The 'I Hate Romney' Club
Ana Marie Cox, Time Magazine
Last summer, former New York City Mayor Rudy Giuliani took time out of a GOP debate to defend John McCain: "I happen to be a very big admirer of Senator McCain and I can tell you quite honestly that if I weren't running for President I would be here supporting him." Pundits speculated that the praise was simply a kind word for the man whose campaign had recently exploded, plagued by debt and defections. Privately, McCain advisers wondered if Giuliani was playing nice in order to secure McCain's endorsement after he dropped out of the race.
But this week it was Giuliani who dropped out of the race and endorsed McCain, praising him as an "American hero."
The endorsement was a reflection of the authentic respect McCain and Giuliani have for each other. But that's not all the two candidates share.
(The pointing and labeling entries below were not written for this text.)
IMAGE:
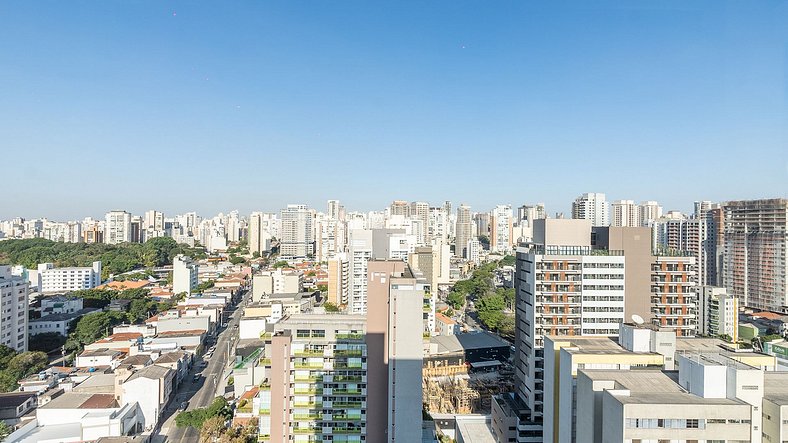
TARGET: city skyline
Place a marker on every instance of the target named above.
(136, 105)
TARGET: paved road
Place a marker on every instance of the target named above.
(202, 393)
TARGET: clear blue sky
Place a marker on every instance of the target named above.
(214, 106)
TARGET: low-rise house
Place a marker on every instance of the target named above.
(101, 357)
(150, 387)
(119, 305)
(59, 323)
(60, 304)
(14, 405)
(79, 417)
(137, 361)
(121, 342)
(445, 325)
(178, 361)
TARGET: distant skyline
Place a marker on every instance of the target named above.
(253, 105)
The endorsement deal was solidifed when both campaigns stayed at the Deerfield Hilton in Florida, following the Republican debate in Boca Raton on January 24. The two campaigns' staff mingled easily over drinks. Acknowledging that his candidate was not likely to survive a defeat in Florida, a Giuliani aide approached one of the McCain senior staffers. Come Wednesday, he said, "Just tell us what want us to do — we've got to stop him."
"Him," of course, is Mitt Romney, the candidate who seems to be uniting his Republican rivals almost as much as Hillary Clinton. "The degree to which campaigns' personal dislike for Mitt Romney has played a part in this campaign cannot be underestimated," says an adviser to one of those rival campaigns. While sharp words have been exchanged between practically every Republican candidate at one point or another on the campaign trail, the aversion to Romney seems to go beyond mere policy disagreements. It's also a suspicion of what they see is his hypocrisy and essential phoniness — what one former staffer for Fred Thompson called Romney's "wholesale reinvention."
The Romney campaign doesn't pretend the sour attitude toward its candidate doesn't exist. But chief counselor Ben Ginsberg insists— echoing one of the campaign's main themes — the attitude stems largely from the fact that Romney is "the outsider candidate. He's not from Washington and he's going to change Washington. He's not part of their club."
At times, this apparent rancor among the other candidates toward Romney has seemed like a schoolyard pact — for example, in the many snarky comments aimed at Romney during the Republican debate on Jan. 5, just before the New Hampshire primary. The campaigns have denied there's any political collusion going on; they insist all of them simply feel the same way about Romney.
To be sure, the candidates' staffs do seem to have bonded in their dislike of Romney. "It was very common for e-mails to be flying around between the Thompson, McCain and Giuliani campaigns," says the former Thompson staffer, "Saying, 'No matter what happens with us, we all need to make sure it's not him.'" The staffer says that campaigns would share opposition research on Romney and offer each other tips on how best to undermine him: "Like, 'Hey, I saw you hit Mitt on immigration — have you thought about going after him on this issue?" In some cases, the attitude even extends to the top of the campaigns. The night of the Iowa caucuses, after getting a congratulatory call from McCain, Huckabee told the candidate, according to aides: "Now it's your turn to kick his butt."
Before and after debates, rival campaign staffers note, Romney tends not to mingle with the other candidates — most of whom know each other professionally — preferring instead to keep close to his family and staff. And those same staffers delight in trading stories about Romney's odd behavior. The day before the Republican primary, Huckabee mocked Romney for ordering lunch at a Kentucky Fried Chicken, then peeling off the fried coating and eating it with a knife and fork. Presented with a golf club, Huckabee said he wouldn't be very good at the game: "I'd be like Mitt Romney eating fried chicken."
But such jibes mask more substantive complaints that many of the candidates have about Romney. "What Romney has done," says a Huckabee adviser, "he's attacked people for positions he once held. That annoys people. And he uses his own money to do it, which rubs it in." He's gone after McCain on campaign finance reform (which he once supported), Huckabee on tax increases (Huckabee countered that Romney's raised "fees" amounted to the same thing), and nearly all the candidates on immigration.
The Republicans, of course, have no monopoly on bad feelings between candidates. In recent weeks, the bitter feuding between Hillary Clinton and Barack Obama has made many voters wary and disappointed. Yet in recent years, Republicans have made a mantra out of Reagan's "11th Commandment": "Thou shall not criticize other Republicans." Unaligned pollster Whit Ayers notes, however, that the Clinton-Obama clashes have "tapped into racial fault lines," something missing from the anti-Mitt sentiment. "It doesn't tap into anything larger," says Ayers. "It's just personal."